No quadro desse sistema único de ensino superior deverá haver lugar para soluções organizativas diferenciadas, conteúdos científicos e modelos pedagógicos muito diversos e modalidades distintas de formação - garantido que seja o respeito por regras gerais que assegurem a qualificação profissional e a comparabilidade académica a nível nacional e internacional.

  • Deverá ser consagrado um único grau de formação inicial de nível superior, a licenciatura, independentemente da natureza da instituição que o confere, salvaguardados limiares universalmente aplicáveis. A atribuição de graus académicos dos diferentes níveis por qualquer escola do ensino superior, será apenas determinada pelos currículos, duração dos cursos, qualidade do corpo docente e avaliação do ensino. Os percursos escolares serão flexibilizados.
  • A gratuitidade da formação inicial a nível superior, constitucionalmente justificada, deve ser respeitada.
  • O contrato-programa acordado em 1993 entre o Governo de então e os representantes do sistema de ensino superior público bem como a Lei do Financiamento do Ensino Superior de 1997 consagram o princípio de uma fórmula para o cálculo do orçamento de funcionamento. Embora os propósitos enunciados não tenham sido cumpridos, o princípio mantém a sua validade e deve ser respeitado. Importa também que as manifestas insuficiências da fórmula de financiamento sejam urgentemente rectificadas e que ela seja objecto de um dispositivo legal que a consagre.
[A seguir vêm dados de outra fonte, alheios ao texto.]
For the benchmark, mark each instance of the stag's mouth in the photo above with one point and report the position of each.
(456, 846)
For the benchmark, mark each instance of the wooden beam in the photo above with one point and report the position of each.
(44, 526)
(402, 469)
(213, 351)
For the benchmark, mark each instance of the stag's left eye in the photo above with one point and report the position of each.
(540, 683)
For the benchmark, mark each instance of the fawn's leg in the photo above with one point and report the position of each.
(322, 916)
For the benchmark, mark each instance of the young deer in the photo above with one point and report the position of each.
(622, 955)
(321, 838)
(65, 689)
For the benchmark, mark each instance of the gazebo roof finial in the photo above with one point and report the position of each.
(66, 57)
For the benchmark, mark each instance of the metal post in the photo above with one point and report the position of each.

O Orçamento do Estado assegurará integralmente o orçamento de funcionamento dos estabelecimentos públicos de ensino superior, ao nível objectivamente calculado por uma fórmula que tomará em devida consideração os parâmetros seguintes:

- Números de alunos ingressados, diplomados e inscritos; - Números de docentes e investigadores vinculados; - Domínios científicos dos cursos oferecidos e níveis dos graus e diplomas atribuídos; - Modalidades de ensino e formação e tipologias curriculares ministradas; - Domínios científicos dos programas de pós-graduação e de investigação prosseguidos; - Capitações de despesas com pessoal docente, de investigação e outros funcionários; - Capitações de despesas de ensino de qualidade por estudante a níveis de licenciatura e de pós-graduação; - Funcionamento físico, manutenção e amortização de patrimónios edificado, documental, laboratorial e outros equipamentos; - Estruturas centrais e comuns do estabelecimento de ensino; - Estruturas especializadas integradas ou anexas, de valor cultural, científico ou histórico.
  • Os regimes de acesso e ingresso no ensino superior público, particular e cooperativo ou outro, passarão a ser de aplicação universal , o Estado assegurará a eliminação de restrições quantitativas de carácter global no acesso ao ensino superior público (numerus clausus) e criará as condições para que os cursos oferecidos assegurem a satisfação de aspirações e de necessidades da população e a elevação do seu nível educativo, cultural e científico.
  • O Estado criará, através da Acção Social Escolar, as condições que garantam a todos os cidadãos, que satisfaçam as condições de acesso, a possibilidade de frequentar o ensino superior independentemente da respectiva área de residência e do nível de rendimento pessoal ou familiar, por forma a impedir os efeitos discriminatórios decorrentes das assimetrias regionais e de desvantagens sociais prévias.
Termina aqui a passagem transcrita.